SpeechTEK 2019: Making Machines More Human

Deborah Dahl, principal at Conversational Technologies and co-chair of the SpeechTEK Conference, kicked off the last day of SpeechTEK 2019 with a talk titled "Just Like Talking to a Person: How to Get There from Here?" Dahl says that conversational interfaces are much improved but asks, "Are they like talking to a human?" The simple answer is, "Not yet."

The most common virtual assistants--Siri, Alexa, and Google Assistant--all still struggle with some basic tasks, like follow-up questions. They excel at doing tedious tasks--like setting alarms--and relaying sports information, which is probably why the websites for all three still promote their most practical attributes.

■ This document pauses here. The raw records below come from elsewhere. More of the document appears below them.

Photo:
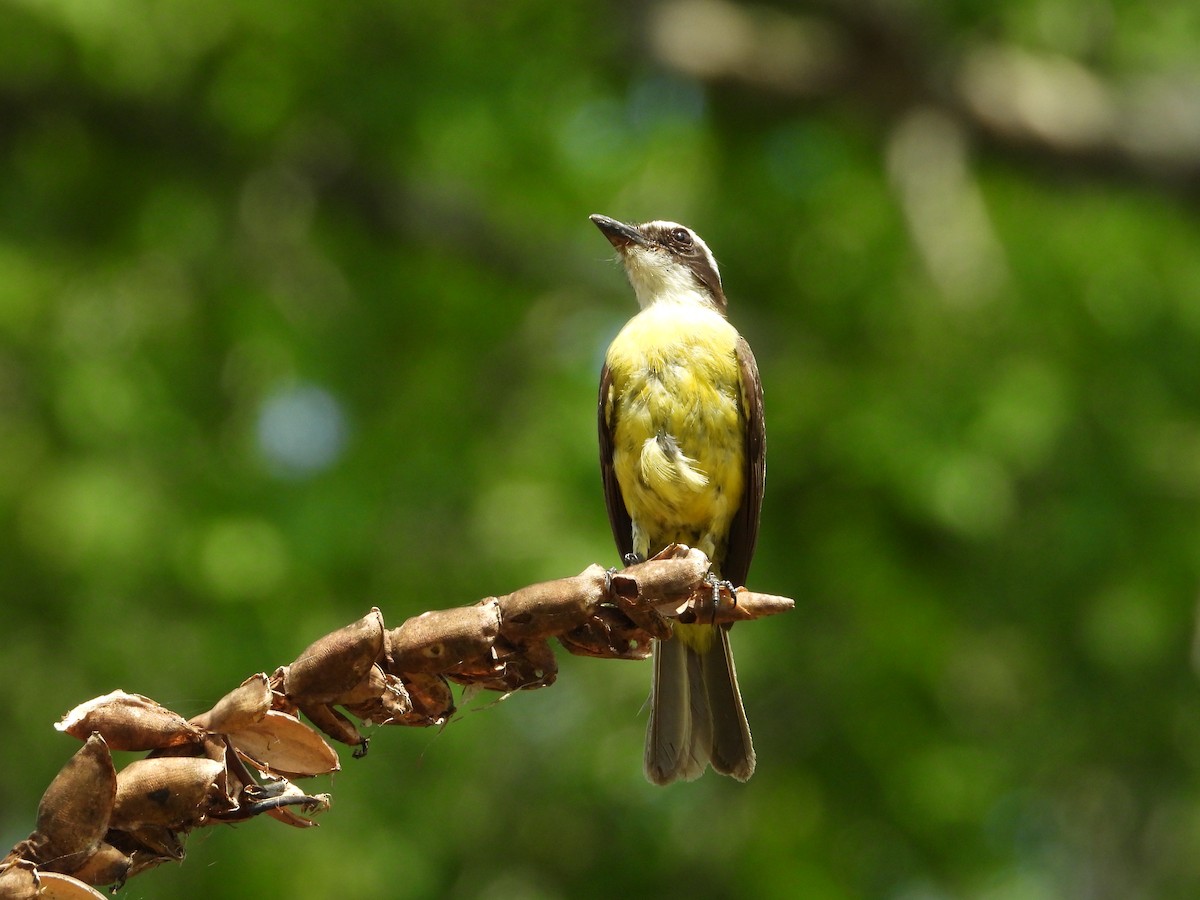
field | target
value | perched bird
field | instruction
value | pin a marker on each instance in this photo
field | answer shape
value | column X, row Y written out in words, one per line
column 682, row 453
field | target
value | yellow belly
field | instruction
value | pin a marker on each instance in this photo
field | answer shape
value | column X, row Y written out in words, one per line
column 678, row 427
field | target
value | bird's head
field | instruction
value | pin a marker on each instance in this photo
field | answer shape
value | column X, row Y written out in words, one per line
column 665, row 262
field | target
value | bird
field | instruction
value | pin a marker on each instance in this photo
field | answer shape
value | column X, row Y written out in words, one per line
column 683, row 460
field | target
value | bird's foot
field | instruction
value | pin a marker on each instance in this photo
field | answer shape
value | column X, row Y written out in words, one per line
column 720, row 592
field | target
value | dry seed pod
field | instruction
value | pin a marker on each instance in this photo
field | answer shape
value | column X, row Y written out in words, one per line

Dahl says there are ten places she sees as ripe for improvements that will help virtual assistants get closer to carrying on a conversation like a human. In descending order they are:

Knowledge
Language
Detecting user state
Learning
Dealing with bad audio situations
Multimodal inputs
Multi-lingual
Prosody
Grounding (the ability to learn without being taught)
Carry on an extended, productive conversation

Dahl's keynote served as a good lead into Intuit's Wolf Paulus's "The Engineering of Emotion." When creating a voice-based app for Mint, Paulus was challenged by making sure answers to questions like, "Alexa, ask Mint, can I go out for dinner tonight?" don't sound judgemental. He says, the original answer to that question, "There is still $70 left in your restaurants budget, but you also significantly overspent in all other categories," didn't rate well with Sentiment Analyzers. So he started reworking the text--changing out this word or that--until he came up with a more positive answer: "You still have $70 in your restaurants budget, but please understand, in all other categories, you are in the red."

Determining what's positive and what's negative can be challenging. Paulus' team asked 156 people to tag thousands of sentences on a scale from totally negative to totally positive--93% of all responses exactly matches or were one off from the sentiment analyzer's score. But there were some sentences that really seemed to throw a wrench into the works, like, "He was evil through and through, and I am glad the bastard is dead and won’t be able to hurt her anymore." It's the kind of sentence that you need context to truly comprehend.

Still, he developed a tool that could parse sentences, showing the creator what was positive or negative about it. In the end, though, Paulus says the easiest way to know if you've delighted your user is if they say "please" and "thank you" when interacting with your voice app.